URL='https://www.fadedpage.com/link.php?file=20151102.epub'
$ curl -v -X GET -L "${URL}" -o ebook.epub
...
< HTTP/2 200
< content-type: text/html; charset=UTF-8
...
I started diagosing the issue by examining the request made via the webpage using the Firefox Developer Tools. I noticed the request made via the webpage added several headers, which I had not added to the request made using cURL. Additionally, during my debugging I learned that you can copy the request as a cURL command by right-clicking the request in the Network tab and selecting Copy Value > Copy as cURL. The cURL request looked like this:
$ curl -v -X GET -L "${URL}" -o ebook.epub \
-H 'User-Agent: Mozilla/5.0 (Macintosh; Intel Mac OS X 10.15; rv:109.0) Gecko/20100101 Firefox/110.0' \
-H 'Accept: text/html,application/xhtml+xml,application/xml;q=0.9,image/avif,image/webp,*/*;q=0.8' \
-H 'Accept-Language: en-US,en;q=0.5' \
-H 'Accept-Encoding: gzip, deflate, br' \
-H 'Referer: https://www.fadedpage.com/showbook.php?pid=20151102' \
-H 'DNT: 1' \
-H 'Connection: keep-alive' \
-H 'Cookie: PHPSESSID=pkde44k2eqp4mvvvmueaqdscu6' \
-H 'Upgrade-Insecure-Requests: 1' \
-H 'Sec-Fetch-Dest: document' \
-H 'Sec-Fetch-Mode: navigate' \
-H 'Sec-Fetch-Site: same-origin'
...
< HTTP/2 200
< content-type: application/octet-stream
< content-length: 885413
< content-description: File Transfer
< content-disposition: attachment; filename=20151102.epub
< content-transfer-encoding: binary
That worked! I then removed one header at a time to determine which header allowed for the file download. I narrowed it down to the Cookie: PHPSESSID=pkde44k2eqp4mvvvmueaqdscu6
header. PHPSESSID
is a session cookie that is used to identify a user’s session on a website. Instead of navigating to the website to get a valid session cookie, I could retrieve a fresh one via cURL and use it in subsequent requests to download content:
while IFS=':' read -r key value; do
case "${key}" in
"set-cookie") SET_COOKIE="${value}";;
esac
done < <(curl --silent --head --location "${url}")

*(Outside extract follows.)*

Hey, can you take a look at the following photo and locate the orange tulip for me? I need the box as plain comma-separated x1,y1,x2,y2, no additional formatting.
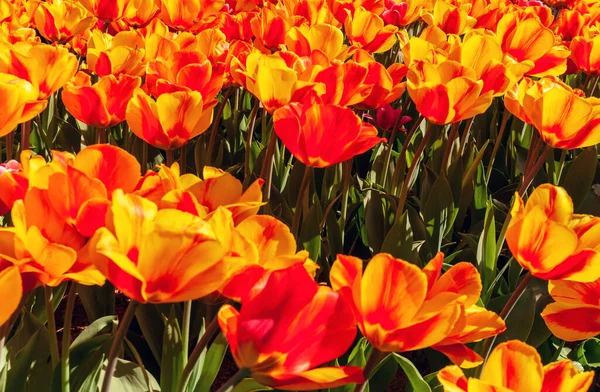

PHPSESSID="${SET_COOKIE#*PHPSESSID=}";PHPSESSID="${PHPSESSID%;*}"
curl --silent -X GET -L "${url}" -o "${filename}" \
-H "Cookie: PHPSESSID=${PHPSESSID}"
$ curl -v -X GET -L "${URL}" -o ebook.epub \
-H "Cookie: PHPSESSID=${PHPSESSID}"
...
< HTTP/2 200
< content-type: application/octet-stream
< content-length: 885413
< content-description: File Transfer
< content-disposition: attachment; filename=20151102.epub
< content-transfer-encoding: binary
Viola! With just a few hours of initial time investment a task that would have taken 5 minutes of clicking can know be completed in 5 seconds ๐.